Gasdynamic diode formation with blast waves generated by fs-laser plasma

Streamer development is controlled by electric fields in which electrons are heated to ensure efficient electron impact ionization of neutral particles. In weakly-ionized gases and plasmas, electron impact ionization rate and other electron characteristics are determined by the reduced electric field E/N. Because of this, gas non-uniformities can influence streamer characteristics during discharge development under heterogeneous conditions. We demonstrated the use of a low energy, high peak intensity femtosecond laser pulse for guiding and control of a sub-microsecond high voltage discharges. Study of the early streamer formation and measurements of the field required for breakdown in air and nitrogen are presented.
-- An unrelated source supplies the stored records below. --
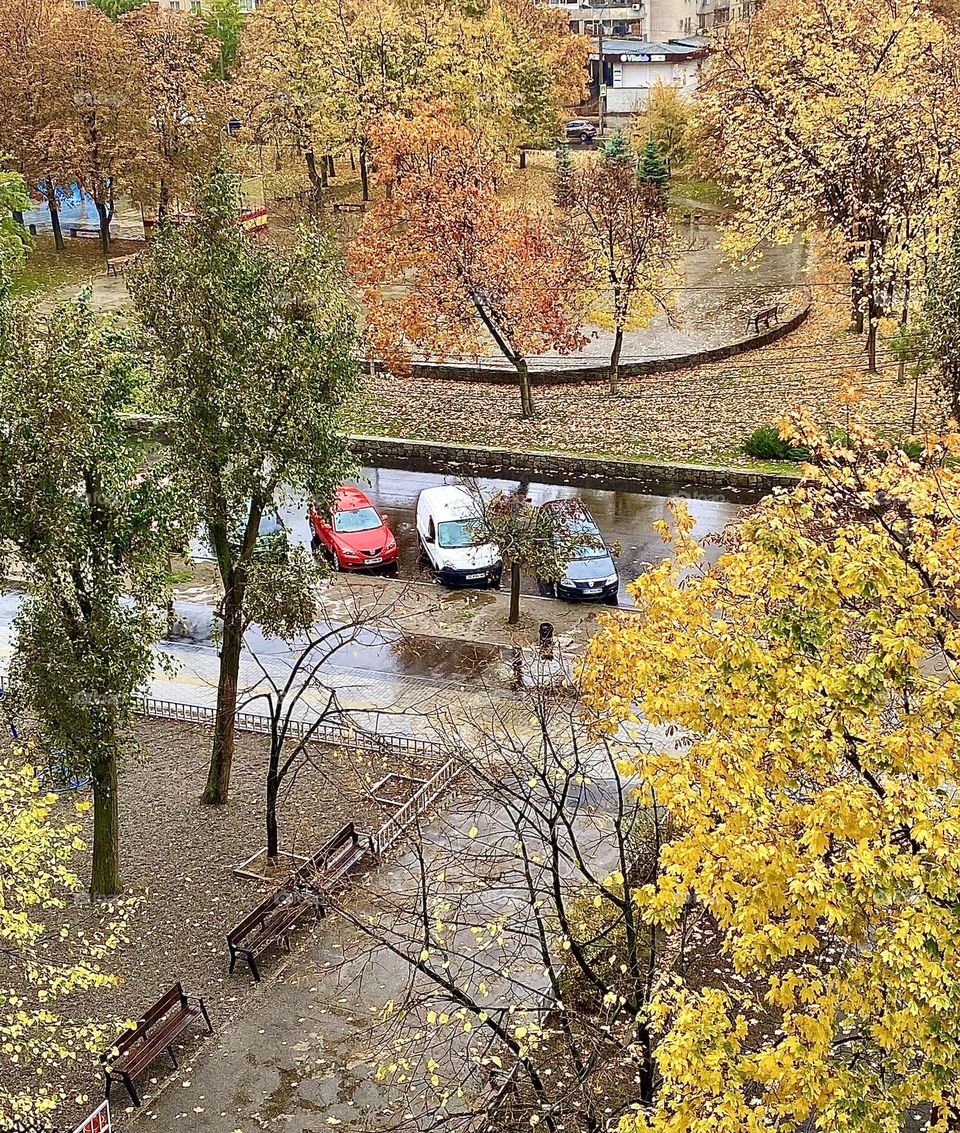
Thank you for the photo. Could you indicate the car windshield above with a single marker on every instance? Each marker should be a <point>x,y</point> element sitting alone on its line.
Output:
<point>458,533</point>
<point>579,525</point>
<point>592,569</point>
<point>363,519</point>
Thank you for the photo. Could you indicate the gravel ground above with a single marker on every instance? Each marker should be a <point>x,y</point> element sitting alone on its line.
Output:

The streamer propagating along the Z-axis, depending on the delay time between the laser pulse and the high-voltage pulse will meet either a highly-ionized region of plasma; high-temperature, high-density neutral gas layer (immediately after plasma recombination but before gasdynamic expansion); or a combination of a high- and low-density gas layers. Depending on the delay time between a laser pulse and a streamer and a streamer’s polarity, the streamer demonstrates different behavior. It was shown that the blast wave – streamer interaction forms a “gasdynamic diode” with an asymmetric conductivity of the initially symmetrical air gap.